È raro poi, durante la pubertà, concepire la vita insieme alla sua fine, è una sensazione a cui ci si abitua da più grandi. Si sfida la sorte, si ha la sensazione di essere immortali e onnipotenti. Chi non ha fatto, da più piccolo, azioni, anche solo mediamente pericolose, che ora non oserebbe fare più?
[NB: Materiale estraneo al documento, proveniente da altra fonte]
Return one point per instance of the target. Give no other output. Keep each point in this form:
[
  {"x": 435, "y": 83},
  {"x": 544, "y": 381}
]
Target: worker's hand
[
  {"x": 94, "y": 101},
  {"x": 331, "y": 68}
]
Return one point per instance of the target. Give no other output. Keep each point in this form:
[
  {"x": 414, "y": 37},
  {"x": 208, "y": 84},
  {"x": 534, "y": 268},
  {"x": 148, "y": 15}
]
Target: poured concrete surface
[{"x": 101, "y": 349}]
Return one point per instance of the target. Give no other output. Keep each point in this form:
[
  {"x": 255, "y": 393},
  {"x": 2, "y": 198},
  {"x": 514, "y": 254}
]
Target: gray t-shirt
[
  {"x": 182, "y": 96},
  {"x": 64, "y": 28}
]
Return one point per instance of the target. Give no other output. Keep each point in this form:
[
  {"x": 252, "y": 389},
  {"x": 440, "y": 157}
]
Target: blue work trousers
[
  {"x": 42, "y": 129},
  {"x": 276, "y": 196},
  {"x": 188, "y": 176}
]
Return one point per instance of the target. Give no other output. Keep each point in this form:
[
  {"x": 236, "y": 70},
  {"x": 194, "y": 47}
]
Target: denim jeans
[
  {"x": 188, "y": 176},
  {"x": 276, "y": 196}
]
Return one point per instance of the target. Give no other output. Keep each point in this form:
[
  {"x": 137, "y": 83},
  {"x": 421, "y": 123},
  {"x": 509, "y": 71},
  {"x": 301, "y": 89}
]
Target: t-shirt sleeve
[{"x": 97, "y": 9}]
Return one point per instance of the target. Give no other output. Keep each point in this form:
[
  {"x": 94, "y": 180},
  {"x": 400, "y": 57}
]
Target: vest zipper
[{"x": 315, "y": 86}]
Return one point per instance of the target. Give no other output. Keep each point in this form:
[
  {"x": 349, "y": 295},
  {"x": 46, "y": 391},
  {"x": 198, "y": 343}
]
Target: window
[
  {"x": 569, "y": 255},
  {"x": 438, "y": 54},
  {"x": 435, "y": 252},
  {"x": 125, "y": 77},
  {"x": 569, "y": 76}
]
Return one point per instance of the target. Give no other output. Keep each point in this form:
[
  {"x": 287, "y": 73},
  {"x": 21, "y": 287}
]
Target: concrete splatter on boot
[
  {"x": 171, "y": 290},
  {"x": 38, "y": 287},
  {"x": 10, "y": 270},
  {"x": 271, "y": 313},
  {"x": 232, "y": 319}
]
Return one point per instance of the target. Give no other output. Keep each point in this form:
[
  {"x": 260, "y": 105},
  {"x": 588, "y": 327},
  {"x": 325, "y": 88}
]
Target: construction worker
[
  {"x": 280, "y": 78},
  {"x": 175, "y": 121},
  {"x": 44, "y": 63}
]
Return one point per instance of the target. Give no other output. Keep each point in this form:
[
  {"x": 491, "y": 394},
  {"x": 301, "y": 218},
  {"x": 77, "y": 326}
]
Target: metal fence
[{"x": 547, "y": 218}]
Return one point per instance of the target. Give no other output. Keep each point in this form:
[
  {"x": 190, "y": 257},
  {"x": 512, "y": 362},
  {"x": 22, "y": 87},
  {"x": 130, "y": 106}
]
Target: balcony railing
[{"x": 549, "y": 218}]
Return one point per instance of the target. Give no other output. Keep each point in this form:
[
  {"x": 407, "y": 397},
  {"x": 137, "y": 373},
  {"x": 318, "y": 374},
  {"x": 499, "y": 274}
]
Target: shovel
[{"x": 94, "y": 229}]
Non che un adolescente non sia consapevole che buttandosi giù da un palazzo vada incontro alla morte, ma ha una percezione del valore della vita molto differente. L’idea che resti immortale il proprio nome, anche solo fra i membri di una piccola comunità virtuale, può essere una motivazione abbastanza valida per spingere qualcuno a compiere questo gesto.
Succede, in modo diverso, nascondendosi dietro cause più alte, anche in età adulta (un esempio sono i Kamikazee, ma si potrebbe dire la stessa cosa di circa qualsiasi militare in guerra).
Diffondere l’esistenza del Blue Whale in modo così dettagliato, è pericoloso perché ci s’arrischia di spingere persone già inclini a riprodurlo (o persone malate ad organizzarne uno simile). A far sì che comunità virtuali di adolescenti un po’ emarginati (su VK FB TW o qualsiasi altra sigla social) lo trovino “figo”.
Se non è concreto il rischio di essere contattati da un vero membro del Blue Whale, lo è quello dell’effetto Werther.
È allora dovere di un giornalista (o presunto tale) parlarne e diffondere le informazioni da lui conosciute (anche se risalgono a qualche anno addietro) o vi sono casi in cui ciò andrebbe fatto con più prudenza?